This report, titled Use of Dietary Supplements by Military Personnel, is the product of the work of an ad hoc committee under the auspices of the Standing Committee on Military Nutrition Research (CMNR). The CMNR, a standing committee of the Food and Nutrition Board (FNB), was established in 1982 to advise the U.S. Department of Defense (DoD) on the need for and conduct of nutrition research and related issues. This report was produced in response to a request by the Military Nutrition Division of the U.S. Army Research Institute of Environmental Medicine (USARIEM) to the Institute of Medicine (IOM) to convene a committee to review the use of dietary supplements by military personnel and recommend an approach to determine which dietary supplements need active management. Initial sponsors of the study were USARIEM, the U.S. Army Medical Research and Materiel Command, the Samueli Institute, and the National Institutes of Health Office of Dietary Supplements. Their representatives helped with the formulation of the specific questions in consultation with the CMNR. As the project was initiated, the U.S. Food and Drug Administration’s (FDA’s) Center for Food Safety and Applied Nutrition became a sponsor of the study.

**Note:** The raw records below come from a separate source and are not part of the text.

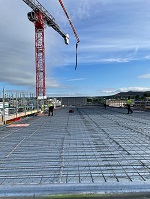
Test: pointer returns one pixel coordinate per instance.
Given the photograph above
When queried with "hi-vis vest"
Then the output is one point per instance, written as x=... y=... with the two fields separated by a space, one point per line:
x=129 y=102
x=50 y=104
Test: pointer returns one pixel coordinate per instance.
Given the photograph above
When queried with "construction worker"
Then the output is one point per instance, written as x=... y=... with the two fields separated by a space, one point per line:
x=104 y=103
x=129 y=102
x=50 y=108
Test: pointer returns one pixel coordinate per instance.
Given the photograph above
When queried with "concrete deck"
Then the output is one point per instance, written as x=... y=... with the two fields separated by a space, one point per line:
x=89 y=151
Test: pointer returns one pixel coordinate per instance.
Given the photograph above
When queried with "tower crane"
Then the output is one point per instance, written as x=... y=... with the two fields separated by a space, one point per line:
x=41 y=17
x=77 y=38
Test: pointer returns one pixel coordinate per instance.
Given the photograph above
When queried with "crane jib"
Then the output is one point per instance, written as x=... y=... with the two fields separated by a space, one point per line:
x=48 y=18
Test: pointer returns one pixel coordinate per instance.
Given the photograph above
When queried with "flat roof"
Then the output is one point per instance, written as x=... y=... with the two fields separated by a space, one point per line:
x=91 y=150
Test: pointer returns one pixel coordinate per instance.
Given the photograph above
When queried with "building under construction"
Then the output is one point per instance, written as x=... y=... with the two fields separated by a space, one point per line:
x=89 y=151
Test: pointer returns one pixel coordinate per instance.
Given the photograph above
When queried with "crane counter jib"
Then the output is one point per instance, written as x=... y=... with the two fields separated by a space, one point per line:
x=49 y=20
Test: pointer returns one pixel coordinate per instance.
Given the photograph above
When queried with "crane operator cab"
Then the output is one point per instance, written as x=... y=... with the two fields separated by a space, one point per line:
x=31 y=16
x=66 y=39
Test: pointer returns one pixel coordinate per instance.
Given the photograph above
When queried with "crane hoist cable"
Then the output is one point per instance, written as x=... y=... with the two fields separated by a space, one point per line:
x=77 y=38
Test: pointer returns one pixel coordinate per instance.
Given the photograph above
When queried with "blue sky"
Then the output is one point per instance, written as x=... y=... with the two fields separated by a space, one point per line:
x=113 y=53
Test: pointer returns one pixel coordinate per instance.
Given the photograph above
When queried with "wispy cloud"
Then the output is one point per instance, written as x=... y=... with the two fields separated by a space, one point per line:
x=76 y=79
x=146 y=76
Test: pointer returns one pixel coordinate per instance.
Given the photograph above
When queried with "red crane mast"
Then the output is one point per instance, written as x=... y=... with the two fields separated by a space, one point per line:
x=41 y=17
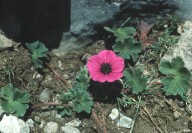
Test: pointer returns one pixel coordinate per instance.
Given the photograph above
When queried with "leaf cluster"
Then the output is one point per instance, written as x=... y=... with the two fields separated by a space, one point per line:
x=126 y=46
x=176 y=81
x=135 y=80
x=38 y=52
x=14 y=101
x=77 y=96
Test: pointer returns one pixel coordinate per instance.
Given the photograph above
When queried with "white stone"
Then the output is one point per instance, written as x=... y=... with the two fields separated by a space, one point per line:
x=5 y=42
x=125 y=121
x=11 y=124
x=73 y=123
x=51 y=127
x=44 y=96
x=68 y=129
x=114 y=114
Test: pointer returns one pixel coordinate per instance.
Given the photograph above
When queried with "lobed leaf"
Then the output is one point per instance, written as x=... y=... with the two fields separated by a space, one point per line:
x=134 y=80
x=177 y=77
x=38 y=51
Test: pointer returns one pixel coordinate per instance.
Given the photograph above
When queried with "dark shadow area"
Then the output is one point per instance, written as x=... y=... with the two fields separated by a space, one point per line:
x=105 y=92
x=32 y=20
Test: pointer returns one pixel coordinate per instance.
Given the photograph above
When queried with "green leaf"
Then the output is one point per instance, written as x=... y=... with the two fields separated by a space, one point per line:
x=134 y=80
x=64 y=111
x=38 y=51
x=77 y=95
x=83 y=102
x=128 y=49
x=177 y=77
x=122 y=33
x=14 y=101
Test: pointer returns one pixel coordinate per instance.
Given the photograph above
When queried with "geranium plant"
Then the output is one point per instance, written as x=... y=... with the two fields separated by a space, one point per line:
x=105 y=66
x=14 y=101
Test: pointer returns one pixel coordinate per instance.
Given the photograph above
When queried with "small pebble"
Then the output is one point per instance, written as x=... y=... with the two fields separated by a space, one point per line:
x=73 y=123
x=44 y=96
x=51 y=127
x=125 y=121
x=176 y=114
x=114 y=114
x=68 y=129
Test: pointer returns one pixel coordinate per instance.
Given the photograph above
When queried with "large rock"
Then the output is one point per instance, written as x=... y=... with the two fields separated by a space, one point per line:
x=11 y=124
x=184 y=9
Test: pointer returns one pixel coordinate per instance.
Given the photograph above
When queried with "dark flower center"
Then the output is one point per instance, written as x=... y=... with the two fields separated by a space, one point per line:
x=106 y=68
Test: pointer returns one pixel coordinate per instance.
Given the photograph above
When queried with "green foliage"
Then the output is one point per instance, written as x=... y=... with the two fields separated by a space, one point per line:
x=169 y=21
x=38 y=52
x=77 y=96
x=135 y=80
x=128 y=49
x=14 y=101
x=164 y=41
x=163 y=44
x=177 y=77
x=122 y=33
x=125 y=44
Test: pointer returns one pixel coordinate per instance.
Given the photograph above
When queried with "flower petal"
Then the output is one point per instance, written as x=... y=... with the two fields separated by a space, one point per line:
x=114 y=76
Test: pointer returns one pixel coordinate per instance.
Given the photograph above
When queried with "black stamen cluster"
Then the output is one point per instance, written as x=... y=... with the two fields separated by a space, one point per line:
x=106 y=68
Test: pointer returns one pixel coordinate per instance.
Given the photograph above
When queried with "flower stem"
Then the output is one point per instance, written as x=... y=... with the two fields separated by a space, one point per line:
x=136 y=114
x=36 y=106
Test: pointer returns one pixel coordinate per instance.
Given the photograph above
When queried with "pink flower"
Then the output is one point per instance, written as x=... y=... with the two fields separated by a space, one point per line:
x=105 y=66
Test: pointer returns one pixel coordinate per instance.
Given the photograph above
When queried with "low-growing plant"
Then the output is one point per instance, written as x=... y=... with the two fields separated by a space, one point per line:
x=177 y=79
x=38 y=52
x=77 y=97
x=126 y=46
x=14 y=101
x=134 y=80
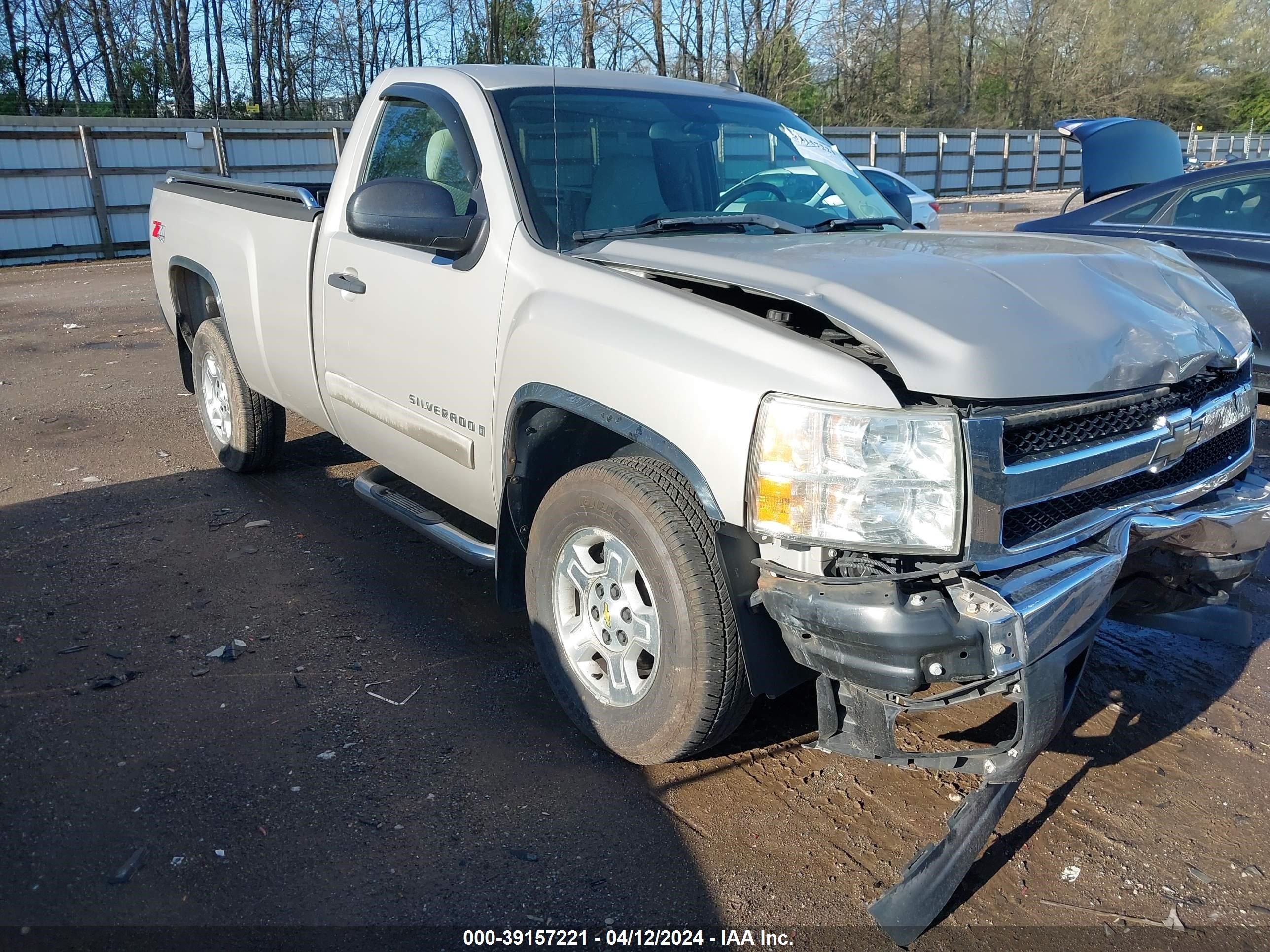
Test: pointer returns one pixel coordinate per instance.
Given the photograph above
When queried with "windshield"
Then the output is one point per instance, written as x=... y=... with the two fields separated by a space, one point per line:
x=610 y=158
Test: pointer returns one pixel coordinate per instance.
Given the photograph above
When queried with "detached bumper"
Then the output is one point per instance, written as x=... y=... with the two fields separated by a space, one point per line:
x=878 y=642
x=1022 y=635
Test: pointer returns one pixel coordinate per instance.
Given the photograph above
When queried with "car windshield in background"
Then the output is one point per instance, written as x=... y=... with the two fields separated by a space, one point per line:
x=595 y=159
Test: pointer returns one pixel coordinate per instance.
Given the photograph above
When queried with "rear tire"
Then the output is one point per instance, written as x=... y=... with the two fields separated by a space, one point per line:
x=246 y=429
x=651 y=667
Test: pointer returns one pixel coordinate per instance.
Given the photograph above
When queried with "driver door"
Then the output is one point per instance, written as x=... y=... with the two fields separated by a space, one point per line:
x=411 y=334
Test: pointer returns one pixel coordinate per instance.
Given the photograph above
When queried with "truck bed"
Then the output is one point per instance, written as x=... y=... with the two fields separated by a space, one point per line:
x=253 y=247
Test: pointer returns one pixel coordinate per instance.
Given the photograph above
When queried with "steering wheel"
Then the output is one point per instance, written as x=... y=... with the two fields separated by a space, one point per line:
x=744 y=188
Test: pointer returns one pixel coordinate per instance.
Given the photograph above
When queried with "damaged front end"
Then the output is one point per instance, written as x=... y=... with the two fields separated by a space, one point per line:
x=1011 y=625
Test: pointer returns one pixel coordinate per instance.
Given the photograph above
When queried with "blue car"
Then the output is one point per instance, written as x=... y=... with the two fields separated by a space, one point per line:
x=1134 y=187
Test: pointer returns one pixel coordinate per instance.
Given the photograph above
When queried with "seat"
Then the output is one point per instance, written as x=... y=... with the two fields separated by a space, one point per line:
x=1256 y=215
x=442 y=167
x=624 y=192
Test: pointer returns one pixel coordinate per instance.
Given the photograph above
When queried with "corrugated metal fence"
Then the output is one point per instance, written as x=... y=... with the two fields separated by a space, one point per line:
x=71 y=191
x=80 y=188
x=991 y=162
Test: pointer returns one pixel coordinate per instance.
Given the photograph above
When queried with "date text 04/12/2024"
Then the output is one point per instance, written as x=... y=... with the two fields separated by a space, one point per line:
x=727 y=938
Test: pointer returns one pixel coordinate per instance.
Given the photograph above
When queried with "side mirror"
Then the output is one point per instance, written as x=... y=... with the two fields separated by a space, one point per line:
x=412 y=212
x=896 y=197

A 12-member committee was formed that had expertise in micronutrients, protein, energy balance and sports nutrition, gastroenterology, clinical medicine, food processing and technology, eating behavior and intake regulation, clinical nutrition, dietetics, and psychology. Dietary supplements are widely available through a rapidly expanding market of products that are commonly advertised as being beneficial for health, performance enhancement, and disease prevention. These claims may influence the use of dietary supplements by military personnel, given the importance and frequent evaluation of physical performance and health as criteria to join and remain in the military. The increase in use of these products has raised some concern regarding their overall and long-term efficacy and safety. The evaluation of such products is especially difficult since many contain multiple ingredients, have a changing composition over time, or are used intermittently at doses difficult to measure. Because of these difficulties, it may take a long time for the current system of voluntary adverse event reporting to detect problems. Although the vast majority of military personnel are assumed to be at the same general risk as the overall U.S. population, the specific requirements of some military personnel require that additional due diligence be exercised both with respect to possible benefits and to the possible risks when these products are used by military personnel in particular job classifications and/or environments. For special military subpopulations, relatively minor adverse effects could seriously affect the unit’s ability to perform its mission. It is clear then that these subpopulations within the military are different from the general civilian population, and guidance on managing their use of dietary supplements needs to be tailored to address their specific needs.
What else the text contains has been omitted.